I am trying to show that $\int^{\infty}_1 x^s$ with $s \in \mathbb C$ converges exactly when $\mathscr Re(s)< -1$.
I have already the same result for $s \in \mathbb R$ at my disposal. I use it to show that $\mathcal Re(s) < -1 \implies \int^{\infty}_1 x^{\mathcal Re(s)} \text{ converges} \implies \int^{\infty}_1 x^{s} \text{ converges}$ because $x^{\mathcal Re(s)}=|x^s|$ and from absolute converges follows converges.

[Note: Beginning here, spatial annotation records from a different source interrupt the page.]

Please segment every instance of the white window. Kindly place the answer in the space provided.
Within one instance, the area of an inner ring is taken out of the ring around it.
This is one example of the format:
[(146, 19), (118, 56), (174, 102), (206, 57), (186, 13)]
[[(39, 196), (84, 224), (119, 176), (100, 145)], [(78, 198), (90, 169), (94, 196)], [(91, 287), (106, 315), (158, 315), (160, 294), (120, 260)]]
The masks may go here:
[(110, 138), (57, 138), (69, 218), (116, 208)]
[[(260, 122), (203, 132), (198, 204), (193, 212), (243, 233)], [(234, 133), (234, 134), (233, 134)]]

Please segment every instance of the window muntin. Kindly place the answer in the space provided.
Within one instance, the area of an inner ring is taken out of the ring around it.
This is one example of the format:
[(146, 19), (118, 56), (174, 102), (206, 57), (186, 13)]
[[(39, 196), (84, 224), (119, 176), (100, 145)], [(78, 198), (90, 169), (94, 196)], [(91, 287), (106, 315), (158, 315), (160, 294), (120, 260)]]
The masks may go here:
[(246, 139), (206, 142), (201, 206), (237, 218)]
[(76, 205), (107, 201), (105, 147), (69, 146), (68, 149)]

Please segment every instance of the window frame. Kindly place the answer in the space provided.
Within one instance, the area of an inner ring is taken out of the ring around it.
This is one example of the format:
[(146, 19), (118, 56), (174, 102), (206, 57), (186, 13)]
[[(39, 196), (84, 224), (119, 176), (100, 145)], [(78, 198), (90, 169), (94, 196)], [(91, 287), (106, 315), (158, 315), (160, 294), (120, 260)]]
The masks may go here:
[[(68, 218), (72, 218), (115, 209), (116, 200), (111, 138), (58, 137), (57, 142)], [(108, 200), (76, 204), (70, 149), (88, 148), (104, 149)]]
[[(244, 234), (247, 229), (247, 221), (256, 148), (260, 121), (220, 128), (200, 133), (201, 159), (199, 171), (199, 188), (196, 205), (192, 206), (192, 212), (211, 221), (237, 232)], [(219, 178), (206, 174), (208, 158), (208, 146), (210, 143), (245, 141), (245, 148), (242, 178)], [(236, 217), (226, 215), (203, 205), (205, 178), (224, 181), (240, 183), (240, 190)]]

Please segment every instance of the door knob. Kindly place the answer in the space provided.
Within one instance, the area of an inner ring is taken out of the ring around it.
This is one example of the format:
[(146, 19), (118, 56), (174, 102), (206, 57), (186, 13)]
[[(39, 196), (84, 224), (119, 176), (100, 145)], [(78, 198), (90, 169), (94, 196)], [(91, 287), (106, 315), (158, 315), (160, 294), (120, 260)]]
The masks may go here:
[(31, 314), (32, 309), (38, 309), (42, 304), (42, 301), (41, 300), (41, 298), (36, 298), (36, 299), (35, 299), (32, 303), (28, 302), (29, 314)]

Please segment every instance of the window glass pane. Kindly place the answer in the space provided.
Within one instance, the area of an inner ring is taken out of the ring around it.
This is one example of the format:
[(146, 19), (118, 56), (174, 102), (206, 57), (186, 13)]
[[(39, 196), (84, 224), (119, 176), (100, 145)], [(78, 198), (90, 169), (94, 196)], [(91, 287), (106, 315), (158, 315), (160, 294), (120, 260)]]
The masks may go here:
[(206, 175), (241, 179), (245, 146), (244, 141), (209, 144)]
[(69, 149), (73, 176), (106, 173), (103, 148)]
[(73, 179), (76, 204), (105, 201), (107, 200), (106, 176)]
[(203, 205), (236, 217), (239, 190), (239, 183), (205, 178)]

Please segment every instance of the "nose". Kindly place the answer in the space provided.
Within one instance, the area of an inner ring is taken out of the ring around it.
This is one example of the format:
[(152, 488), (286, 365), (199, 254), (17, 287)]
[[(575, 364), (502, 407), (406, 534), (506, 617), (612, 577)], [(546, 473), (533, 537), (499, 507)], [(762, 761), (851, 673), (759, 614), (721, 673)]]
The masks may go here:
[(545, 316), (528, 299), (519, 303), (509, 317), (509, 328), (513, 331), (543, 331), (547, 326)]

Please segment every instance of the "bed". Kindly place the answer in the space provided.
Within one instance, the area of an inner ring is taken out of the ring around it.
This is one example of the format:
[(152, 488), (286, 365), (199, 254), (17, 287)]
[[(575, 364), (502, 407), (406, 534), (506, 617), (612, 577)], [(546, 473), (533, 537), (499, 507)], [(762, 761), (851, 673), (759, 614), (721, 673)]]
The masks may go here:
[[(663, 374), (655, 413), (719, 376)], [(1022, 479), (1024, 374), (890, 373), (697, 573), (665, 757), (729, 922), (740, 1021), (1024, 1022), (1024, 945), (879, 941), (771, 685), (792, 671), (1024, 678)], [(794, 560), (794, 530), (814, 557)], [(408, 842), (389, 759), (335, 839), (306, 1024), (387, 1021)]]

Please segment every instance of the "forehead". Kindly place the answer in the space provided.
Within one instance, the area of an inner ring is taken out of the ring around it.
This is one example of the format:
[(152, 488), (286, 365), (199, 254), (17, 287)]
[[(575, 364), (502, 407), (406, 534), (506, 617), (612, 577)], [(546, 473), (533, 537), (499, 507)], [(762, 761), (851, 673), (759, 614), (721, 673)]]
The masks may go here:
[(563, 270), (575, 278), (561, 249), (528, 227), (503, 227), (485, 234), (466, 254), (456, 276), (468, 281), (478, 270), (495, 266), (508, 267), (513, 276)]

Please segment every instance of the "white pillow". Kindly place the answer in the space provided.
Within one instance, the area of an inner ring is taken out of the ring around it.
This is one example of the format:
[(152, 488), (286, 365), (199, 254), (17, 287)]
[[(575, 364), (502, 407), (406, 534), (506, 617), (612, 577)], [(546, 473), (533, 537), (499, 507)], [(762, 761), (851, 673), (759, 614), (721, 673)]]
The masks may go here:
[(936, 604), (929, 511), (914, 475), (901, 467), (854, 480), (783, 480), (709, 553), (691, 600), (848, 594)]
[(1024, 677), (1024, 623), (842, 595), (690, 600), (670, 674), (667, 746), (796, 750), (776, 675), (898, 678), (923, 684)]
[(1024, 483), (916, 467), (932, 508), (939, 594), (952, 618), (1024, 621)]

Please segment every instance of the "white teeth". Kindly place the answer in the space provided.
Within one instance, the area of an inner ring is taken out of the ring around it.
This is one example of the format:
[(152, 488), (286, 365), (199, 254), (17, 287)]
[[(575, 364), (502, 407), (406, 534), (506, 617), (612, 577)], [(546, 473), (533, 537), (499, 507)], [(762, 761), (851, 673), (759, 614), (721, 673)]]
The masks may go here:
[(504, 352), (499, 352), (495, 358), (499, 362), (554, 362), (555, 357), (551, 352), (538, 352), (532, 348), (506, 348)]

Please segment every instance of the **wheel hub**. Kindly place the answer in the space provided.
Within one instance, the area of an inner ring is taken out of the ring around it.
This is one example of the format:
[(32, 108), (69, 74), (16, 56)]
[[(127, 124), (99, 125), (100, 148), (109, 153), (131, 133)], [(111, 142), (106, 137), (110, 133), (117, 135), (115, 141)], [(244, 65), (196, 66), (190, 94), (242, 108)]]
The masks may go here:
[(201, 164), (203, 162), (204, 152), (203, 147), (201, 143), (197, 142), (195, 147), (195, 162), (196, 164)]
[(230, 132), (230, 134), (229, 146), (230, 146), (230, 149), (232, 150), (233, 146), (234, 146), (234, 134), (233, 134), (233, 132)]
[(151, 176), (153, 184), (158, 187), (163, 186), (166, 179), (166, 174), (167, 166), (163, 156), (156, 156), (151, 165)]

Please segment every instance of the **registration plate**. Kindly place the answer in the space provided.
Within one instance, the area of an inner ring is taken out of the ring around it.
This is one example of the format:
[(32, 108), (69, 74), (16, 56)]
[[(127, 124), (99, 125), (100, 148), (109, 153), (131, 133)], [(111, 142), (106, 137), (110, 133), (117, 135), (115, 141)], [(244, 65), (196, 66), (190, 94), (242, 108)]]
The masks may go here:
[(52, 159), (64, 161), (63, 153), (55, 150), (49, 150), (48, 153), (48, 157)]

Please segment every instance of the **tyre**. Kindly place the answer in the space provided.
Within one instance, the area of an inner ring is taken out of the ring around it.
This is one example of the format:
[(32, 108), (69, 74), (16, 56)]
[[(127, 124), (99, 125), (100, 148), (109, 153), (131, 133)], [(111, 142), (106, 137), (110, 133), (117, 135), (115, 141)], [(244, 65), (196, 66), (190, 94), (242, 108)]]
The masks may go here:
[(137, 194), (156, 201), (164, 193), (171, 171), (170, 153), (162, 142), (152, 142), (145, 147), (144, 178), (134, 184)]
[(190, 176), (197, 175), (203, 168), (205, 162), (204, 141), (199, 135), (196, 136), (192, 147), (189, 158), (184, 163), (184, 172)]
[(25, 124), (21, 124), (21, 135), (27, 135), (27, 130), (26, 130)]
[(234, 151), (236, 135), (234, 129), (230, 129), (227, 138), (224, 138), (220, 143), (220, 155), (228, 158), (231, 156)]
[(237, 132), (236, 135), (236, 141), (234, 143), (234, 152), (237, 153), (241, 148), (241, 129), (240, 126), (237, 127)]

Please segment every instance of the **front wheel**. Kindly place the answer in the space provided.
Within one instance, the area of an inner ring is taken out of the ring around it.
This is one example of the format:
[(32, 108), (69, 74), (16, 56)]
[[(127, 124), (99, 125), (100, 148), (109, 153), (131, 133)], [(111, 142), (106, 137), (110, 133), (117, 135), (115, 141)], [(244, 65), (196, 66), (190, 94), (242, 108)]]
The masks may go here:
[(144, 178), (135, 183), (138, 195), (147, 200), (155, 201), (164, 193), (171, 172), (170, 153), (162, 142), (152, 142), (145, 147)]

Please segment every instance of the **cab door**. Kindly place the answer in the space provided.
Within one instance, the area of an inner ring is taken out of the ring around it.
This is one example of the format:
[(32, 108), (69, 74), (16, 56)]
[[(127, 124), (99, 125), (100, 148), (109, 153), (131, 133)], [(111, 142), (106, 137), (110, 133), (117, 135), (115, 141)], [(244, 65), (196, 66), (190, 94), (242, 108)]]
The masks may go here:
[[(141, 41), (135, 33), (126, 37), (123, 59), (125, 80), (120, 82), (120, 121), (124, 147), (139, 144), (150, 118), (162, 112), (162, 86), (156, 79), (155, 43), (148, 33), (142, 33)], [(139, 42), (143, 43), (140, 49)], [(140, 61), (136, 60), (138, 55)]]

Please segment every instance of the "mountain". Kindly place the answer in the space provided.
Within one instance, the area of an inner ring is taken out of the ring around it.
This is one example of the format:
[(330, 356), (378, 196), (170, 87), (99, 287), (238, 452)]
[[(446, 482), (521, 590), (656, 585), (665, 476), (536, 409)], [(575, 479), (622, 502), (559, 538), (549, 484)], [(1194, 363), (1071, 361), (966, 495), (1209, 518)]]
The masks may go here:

Now I need to show that $\mathcal Re(s) \ge -1 \implies \int^{\infty}_1 x^{s}$ does not converge. It is enough to show that $\mathcal Re(\int^{\infty}_1 x^{s}) = \int^{\infty}_1 x^{\mathcal Re(s)}\cos(\mathcal Im(s)\log(x))$ does not converge. I guess it follows relatively easy from the fact that $\int^{\infty}_1 x^{\mathcal Re(s)}$ does not converge and that $\cos(...)$ just adds some oscillations on top. But I am not sure how to argue this strictly.
You just follow the same procedure as for the real case: $$\int_1^N x^s\,dx=\frac{N^{s+1}-1}{s+1}$$ (for $s\ne -1$). This converges iff $N^{s+1}$ tends to a limit. But $|N^{s+1}|=N^{\Re(s)+1}$ so this can't happen when $\Re(s)>-1$ and certainly happens if $\Re(s)<-1$. This leaves $s=-1+it$ where $t\ne0$. Then $$N^{s+1}=\exp(it\log N)$$ which passes through every point on the unit circle infinitely often.